Egypt is a CIVET. And one of the Next 11. And an “Eagle”…
The BRICS are dead. Long live … the CIVETS? No, not the “small, lithe-bodied, mostly nocturnal mammal native to tropical Asia and Africa,” but “Colombia, Indonesia, Vietnam, Egypt, Turkey and South Africa.” It’s one of the next “acronyms and country groupings invented by bankers and consultants to help investors and companies work out where they should be investing,” the Wall Street Journal writes. What other lists does Egypt appear on? The WSJ notes:
The Next 11 (like BRICs, a Goldman Sachs construct) that includes Bangladesh, Egypt, Indonesia, Iran, South Korea, Mexico, Nigeria, Pakistan, the Philippines, Turkey and Vietnam). Goldman’s marketing brochure for the Next 11 is here (pdf).

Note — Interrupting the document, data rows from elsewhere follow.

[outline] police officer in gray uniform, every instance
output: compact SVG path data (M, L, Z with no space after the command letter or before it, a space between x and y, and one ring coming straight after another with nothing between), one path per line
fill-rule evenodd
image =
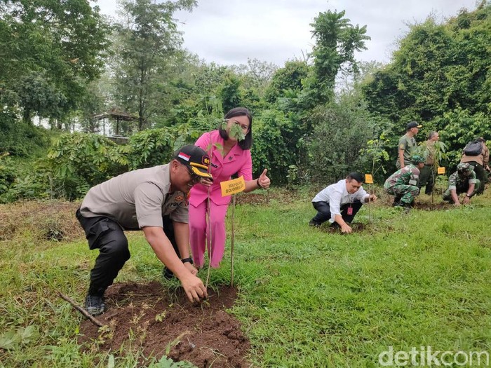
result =
M104 293L130 258L124 230L143 231L190 301L207 297L189 257L187 193L202 178L213 179L209 164L206 152L187 145L166 165L130 171L89 190L76 212L90 249L99 249L86 298L89 313L104 312Z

The EAGLES, or Emerging and Growth-Led Economies, as BBVA has termed them. Members include China, India, Brazil, Indonesia, South Korea, Russia, Mexico, Egypt, Taiwan and Turkey. BBVA’s piece on the Eagle (we can only do the all-caps thing once, really is here (also in pdf).
(Oh, and was anyone else aware that Egypt had “applied” to become a member of the BRICs? No? Neither had we. The notion that Cairo and Buenos Aires both want to become BRICs cropped up almost as a throwaway line in a Daily Mail pickup of an AP story on the BRICs meeting in Goa yesterday.)